Compensation would not change for homeowners who already had rooftop solar panels, for at least 20 years from when their system was installed.

As rooftop solar systems have spread over the last decade, the utility industry has criticized use of the technology and called net metering an unjust subsidy. Utilities argue that rooftop solar homes that greatly reduce or zero out their monthly electric bills are effectively forcing households without panels to bear more of the cost of maintaining the electric grid.

But the solar industry has argued that net metering is needed to encourage use of rooftop solar and reduce the emissions responsible for climate change.

“If passed as is, the C.P.U.C.’s proposal would protect utility monopolies and boost their profits, while making solar less affordable and delaying the goal of 100 percent clean energy,” said Bernadette Del Chiaro, executive director of the California Solar and Storage Association.

The commission said in response that utilities do not make money from the sale of electricity.

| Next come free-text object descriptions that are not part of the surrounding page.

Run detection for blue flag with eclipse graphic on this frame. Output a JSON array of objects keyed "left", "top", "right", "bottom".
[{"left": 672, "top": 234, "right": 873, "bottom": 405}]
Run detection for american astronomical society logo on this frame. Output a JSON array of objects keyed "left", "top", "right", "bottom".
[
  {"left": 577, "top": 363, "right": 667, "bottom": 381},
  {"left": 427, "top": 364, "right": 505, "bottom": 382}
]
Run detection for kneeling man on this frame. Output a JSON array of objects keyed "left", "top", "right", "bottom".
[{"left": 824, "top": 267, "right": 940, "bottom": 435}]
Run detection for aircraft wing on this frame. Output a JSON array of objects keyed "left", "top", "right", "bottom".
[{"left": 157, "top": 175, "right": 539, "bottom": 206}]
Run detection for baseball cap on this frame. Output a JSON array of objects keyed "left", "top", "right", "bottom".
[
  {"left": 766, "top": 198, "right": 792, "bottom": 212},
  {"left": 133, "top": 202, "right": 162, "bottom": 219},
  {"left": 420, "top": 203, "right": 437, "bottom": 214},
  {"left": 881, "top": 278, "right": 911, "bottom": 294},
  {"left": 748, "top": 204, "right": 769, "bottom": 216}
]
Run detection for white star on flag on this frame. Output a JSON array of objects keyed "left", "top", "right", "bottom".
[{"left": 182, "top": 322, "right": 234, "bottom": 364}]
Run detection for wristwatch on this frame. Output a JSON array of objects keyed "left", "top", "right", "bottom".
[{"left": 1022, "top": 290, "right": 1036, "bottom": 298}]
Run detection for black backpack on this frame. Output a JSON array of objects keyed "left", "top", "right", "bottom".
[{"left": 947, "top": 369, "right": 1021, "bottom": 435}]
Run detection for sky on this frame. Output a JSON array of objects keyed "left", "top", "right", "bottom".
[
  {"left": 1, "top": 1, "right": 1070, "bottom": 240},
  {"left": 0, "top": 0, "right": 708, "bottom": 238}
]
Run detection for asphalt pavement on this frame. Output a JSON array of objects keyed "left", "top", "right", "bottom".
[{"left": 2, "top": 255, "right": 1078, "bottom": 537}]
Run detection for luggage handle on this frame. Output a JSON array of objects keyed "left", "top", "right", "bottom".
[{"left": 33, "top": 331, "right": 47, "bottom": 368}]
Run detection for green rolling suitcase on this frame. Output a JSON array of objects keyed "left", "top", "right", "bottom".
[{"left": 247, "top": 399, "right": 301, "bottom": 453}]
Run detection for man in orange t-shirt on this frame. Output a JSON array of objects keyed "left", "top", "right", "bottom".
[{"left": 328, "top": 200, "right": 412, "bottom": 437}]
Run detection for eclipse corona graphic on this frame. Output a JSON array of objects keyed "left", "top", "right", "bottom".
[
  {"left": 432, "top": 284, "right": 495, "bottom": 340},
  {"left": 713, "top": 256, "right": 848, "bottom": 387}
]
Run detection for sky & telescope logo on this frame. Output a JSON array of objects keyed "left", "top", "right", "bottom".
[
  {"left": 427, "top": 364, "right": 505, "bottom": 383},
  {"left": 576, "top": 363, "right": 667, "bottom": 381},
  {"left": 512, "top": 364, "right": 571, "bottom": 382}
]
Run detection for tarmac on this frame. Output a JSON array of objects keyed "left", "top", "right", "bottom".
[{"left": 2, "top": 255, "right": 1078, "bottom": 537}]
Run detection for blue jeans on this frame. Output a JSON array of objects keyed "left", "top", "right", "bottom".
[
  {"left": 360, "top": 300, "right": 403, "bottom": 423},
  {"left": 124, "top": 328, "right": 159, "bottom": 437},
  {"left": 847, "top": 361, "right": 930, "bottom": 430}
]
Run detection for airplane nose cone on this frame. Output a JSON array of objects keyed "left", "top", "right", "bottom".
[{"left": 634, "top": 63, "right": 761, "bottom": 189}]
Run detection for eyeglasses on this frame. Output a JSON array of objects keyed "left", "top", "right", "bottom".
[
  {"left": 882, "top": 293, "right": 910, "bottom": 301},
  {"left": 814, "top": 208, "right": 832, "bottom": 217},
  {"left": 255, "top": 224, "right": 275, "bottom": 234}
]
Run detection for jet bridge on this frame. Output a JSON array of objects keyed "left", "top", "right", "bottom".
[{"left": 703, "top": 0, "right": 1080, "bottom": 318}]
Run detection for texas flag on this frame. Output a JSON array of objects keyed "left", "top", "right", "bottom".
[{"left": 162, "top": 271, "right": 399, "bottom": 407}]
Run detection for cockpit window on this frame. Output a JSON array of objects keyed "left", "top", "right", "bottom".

Rooftop solar, though, can help reduce the need to build some utility equipment, cutting into the profit that power companies earn from the equipment.

Although the latest proposal would drastically reduce the value of solar energy credits, a nonprofit organization that is funded by California’s utilities, Affordable Clean Energy for All, said it did not go far enough.

“It is extremely disappointing that under this proposal, low-income families and all customers without solar will continue to pay a hidden tax on their electricity bills to subsidize rooftop solar for mostly wealthier Californians,” said Kathy Fairbanks, a spokeswoman for the group.

Early this year, the commission put aside a December proposal to change net metering after the solar industry and homeowners said it would greatly reduce the use of rooftop solar panels in the state. That proposal would have also imposed new monthly fees on the utility bills of rooftop solar homes, a provision that is not in the proposal introduced on Thursday.

Utility companies and their allies, which on this issue have included the Utility Reform Network and the Natural Resources Defense Council, strongly endorsed the first proposal.

Months after that proposal was scrapped, President Biden signed the Inflation Reduction Act in August, giving both the solar industry and utilities more government support.

The law, along with an earlier bipartisan infrastructure law, offers hundreds of billions of dollars in incentives to energy companies to build large power plants, solar and wind farms, and transmission lines. The Inflation Reduction Act also expands and extends federal tax credits for individuals to buy rooftop solar systems, home batteries and electric cars.